You’ve heard the saying “less is more?” It applies to many things including wasabe, Barbara Streisand, men’s cologne, government and it definitely applies to makeup. I rarely wear make-up, but when I do, I don’t wear much. That’s not to suggest I’m one of those don’t-hate-me-because-I’m-beautiful specimens who doesn’t need makeup and women universally hate. It’s just that my philosophy regarding makeup falls into the category of less is more.
I haven’t always gone sans makeup. In fact, I only stopped wearing it about ten years ago. When I was in my early 40’s it occurred to me that the reason I’d started wearing makeup in the first place, as a teenager, was to look older. Hellloooo? It’s true. Young women wear makeup to look mature and sophisticated so why do (ahem) mature women ascribe to the belief that makeup will somehow suddenly make them look younger? It doesn’t make sense. So I stopped wearing it…BAM… just like that.
I know not all mature women wear makeup to look younger. Many wear makeup to accentuate their best features and enhance natural beauty. Blah. Blah. Blah. I’m going to let you in on a secret. After a certain age, makeup makes you look worse. Period. No matter how much you spend on it and what you do with it, you look worse. Much worse. Even the best (most expensive) makeup, properly applied with one of those fancy-schmancy triangle-shaped sponges, settles into your aging skin’s fine lines and creases, which makes you look even more wrinkly than you actually are. You not only look older, you look worse. It’s rather frightening, especially when you’ve gotten used to how you look sans makeup.
So here’s my problem. I don’t like wearing makeup, but I’m about to become a competitive rhythm dancer (68 days till my first competition) so I need to get used to wearing it. A lot of it. And when I say a lot of it I mean four times the amount of makeup any sane and rational person perceives as way, way, way too much for a hooker. Apparently, more is more on the dance floor.
A few weeks ago, I wore what I considered to be in the category of more is more makeup to the studio for dance practice. I didn’t say anything at first. My coach didn’t even notice. I hardly recognized myself when I passed the mirrors, yet no one in the studio noticed. I’m not kidding. Finally, half way through the session, I broke the silence.
“Newell, I can’t believe you didn’t notice I’m wearing makeup.”
“You are? Oh, yeah. You are.”
“Whaddya think? Is this enough for competition?”
“Not even close.”
Back to the drawing board.
Yesterday, I had a consultation with a professional makeup person. I’m telling you, I’ve seen artists slap less paint on canvas than that makeup consultant put on my face. She started with two primers. Yes. Two. Primers. A special one to prep my eyelids and one to prep the rest of my face. She let that dry for a few minutes and then she applied three additional (different) colors of eyeshadow, eyeliner, concealer, foundation, setting powder, blush, bronzer, lips gloss, false eyelashes AND mascara. Phew. The whole process took an hour an a half. I swear my head was a pound heavier and I looked worse. Much worse.
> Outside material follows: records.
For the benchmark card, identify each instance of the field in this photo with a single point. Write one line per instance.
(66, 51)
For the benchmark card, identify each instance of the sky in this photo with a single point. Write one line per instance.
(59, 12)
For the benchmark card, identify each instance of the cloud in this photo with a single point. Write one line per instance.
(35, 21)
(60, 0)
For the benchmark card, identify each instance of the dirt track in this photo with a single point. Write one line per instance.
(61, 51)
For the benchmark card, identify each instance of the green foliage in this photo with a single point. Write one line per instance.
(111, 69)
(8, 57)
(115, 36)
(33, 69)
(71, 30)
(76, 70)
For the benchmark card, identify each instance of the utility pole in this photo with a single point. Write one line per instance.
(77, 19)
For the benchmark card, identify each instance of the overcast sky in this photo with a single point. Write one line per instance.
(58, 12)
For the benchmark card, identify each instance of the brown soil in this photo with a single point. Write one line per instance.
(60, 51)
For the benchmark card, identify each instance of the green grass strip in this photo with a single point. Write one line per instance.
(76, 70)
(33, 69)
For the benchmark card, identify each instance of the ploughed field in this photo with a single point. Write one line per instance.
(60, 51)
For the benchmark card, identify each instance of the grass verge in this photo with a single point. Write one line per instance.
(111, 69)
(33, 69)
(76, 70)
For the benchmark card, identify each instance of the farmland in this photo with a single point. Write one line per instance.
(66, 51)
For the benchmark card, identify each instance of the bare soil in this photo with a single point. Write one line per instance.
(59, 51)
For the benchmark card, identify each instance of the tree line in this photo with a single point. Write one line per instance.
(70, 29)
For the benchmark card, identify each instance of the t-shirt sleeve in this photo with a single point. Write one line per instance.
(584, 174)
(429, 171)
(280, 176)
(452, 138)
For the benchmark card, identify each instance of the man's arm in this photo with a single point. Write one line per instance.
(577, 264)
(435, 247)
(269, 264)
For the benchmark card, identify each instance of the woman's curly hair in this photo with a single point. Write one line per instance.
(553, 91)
I went directly to the studio for dance practice. I didn’t say anything, but this time my coach noticed immediately.
“WOW! That’s an upgrade!” He exclaimed. (Remember, Newell is 23.)
“Seriously, Newell?! SERIOUSLY? You did not just say this is an UPGRADE,” pointing at my face.
My coach thought it was an “upgrade,” but I felt like this.
Apparently, more is more on the dance floor.